Property firm Marylebone Warwick Balfour (MWB) today snapped up Hotel du Vin, the chain built up over a number of years by hotelier Robin Hutson.
The £66.4m acquisition will see MWB running the chain alongside its Malmaison brand and, said the company, will make it the UK’s “leading player” in lifestyle hotels.
The move also doubles at a stroke MWB’s presence in the market, giving it a portfolio of 15 hotels, including two under development.
Hotel du Vin will be managed by the Malmaison team, led by chief executive Robert Cook.
Founders Hutson and Gerard Basset, along with finance director Peter Chittick, will leave once the acquisition has been completed, although operations director Charles Morgan will remain.
MWB stressed it planned to maintain the two brands as distinct entities, with Hotel du Vin continuing to focus on expansion in university and cathedral towns and Malmaison looking mostly at larger cities.
Similarly, Malmaison will remain a larger format hotel group – typically 60 to 120 bedroom – while Hotel du Vin will offer between 30 and 60 bedrooms.
Hotel du Vin is due to open a 42-bedroom hotel in Henley-on-Thames, Oxfordshire, in March next year, an opening that has been delayed by six months because of planning difficulties.
In its results last month, MWB said it intended to double the number of Malmaisons in its portfolio over the next five years.
In December it intends to open a 64-bedroom Malmaison in Belfast and next autumn a 95-bedroom property in Oxford.
MWB chief executive Richard Balfour-Lynn said: “There are natural synergies between the two businesses as they are both strong design-led brands that place huge emphasis on superior hospitality within funky and unusual buildings in next generation locations that makes each hotel visit an exciting and enjoyable experience.

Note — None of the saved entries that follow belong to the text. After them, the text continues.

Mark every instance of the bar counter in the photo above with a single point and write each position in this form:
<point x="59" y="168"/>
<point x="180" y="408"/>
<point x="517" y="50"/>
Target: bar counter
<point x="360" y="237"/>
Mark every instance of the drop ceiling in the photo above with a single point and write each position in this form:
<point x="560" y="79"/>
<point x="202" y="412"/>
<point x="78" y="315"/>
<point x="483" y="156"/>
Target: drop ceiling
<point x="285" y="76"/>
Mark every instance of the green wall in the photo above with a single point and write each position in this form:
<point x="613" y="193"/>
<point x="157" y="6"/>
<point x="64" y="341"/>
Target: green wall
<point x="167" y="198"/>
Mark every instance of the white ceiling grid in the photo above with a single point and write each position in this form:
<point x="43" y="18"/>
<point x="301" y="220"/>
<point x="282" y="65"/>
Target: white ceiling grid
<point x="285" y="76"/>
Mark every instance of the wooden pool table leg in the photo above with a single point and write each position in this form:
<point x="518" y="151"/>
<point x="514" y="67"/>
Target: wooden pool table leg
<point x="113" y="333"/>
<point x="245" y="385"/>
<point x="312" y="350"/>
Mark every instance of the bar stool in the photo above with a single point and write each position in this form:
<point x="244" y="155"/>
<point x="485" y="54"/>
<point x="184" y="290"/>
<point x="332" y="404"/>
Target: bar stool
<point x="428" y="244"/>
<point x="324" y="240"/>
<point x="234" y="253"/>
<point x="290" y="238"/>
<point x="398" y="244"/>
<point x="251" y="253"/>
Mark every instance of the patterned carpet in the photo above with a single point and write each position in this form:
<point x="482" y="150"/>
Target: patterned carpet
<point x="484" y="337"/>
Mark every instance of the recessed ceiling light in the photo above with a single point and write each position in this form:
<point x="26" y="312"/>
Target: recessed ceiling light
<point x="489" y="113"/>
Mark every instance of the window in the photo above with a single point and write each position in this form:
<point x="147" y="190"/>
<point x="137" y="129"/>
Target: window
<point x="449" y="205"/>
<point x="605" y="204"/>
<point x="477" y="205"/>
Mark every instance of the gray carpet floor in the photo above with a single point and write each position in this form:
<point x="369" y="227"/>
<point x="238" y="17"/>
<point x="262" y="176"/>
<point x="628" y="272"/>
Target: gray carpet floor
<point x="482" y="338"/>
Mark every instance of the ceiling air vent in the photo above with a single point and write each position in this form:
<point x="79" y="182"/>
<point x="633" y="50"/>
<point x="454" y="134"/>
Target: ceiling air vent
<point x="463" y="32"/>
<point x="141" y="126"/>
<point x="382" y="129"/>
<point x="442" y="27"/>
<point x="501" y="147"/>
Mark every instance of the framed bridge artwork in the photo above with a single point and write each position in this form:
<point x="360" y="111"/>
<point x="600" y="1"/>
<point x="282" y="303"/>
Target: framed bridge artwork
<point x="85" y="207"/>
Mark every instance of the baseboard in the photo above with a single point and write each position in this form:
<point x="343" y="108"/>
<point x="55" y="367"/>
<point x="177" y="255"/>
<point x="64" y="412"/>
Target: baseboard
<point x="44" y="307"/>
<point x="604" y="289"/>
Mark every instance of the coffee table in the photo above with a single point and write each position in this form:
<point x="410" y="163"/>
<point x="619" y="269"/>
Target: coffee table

“We believe that the combined business will be able to expand more quickly and will become the UK's dominant lifestyle hotel group.
“However we do recognise the importance of maintaining both HDV and Malmaison as two distinct and separate brands although there is tremendous scope for cross-fertilisation of business between them.”
Both chains regularly deliver revenue per available room 30% higher than their competitors and food and drinks tend to provide between 40% and 60% of revenue, he added.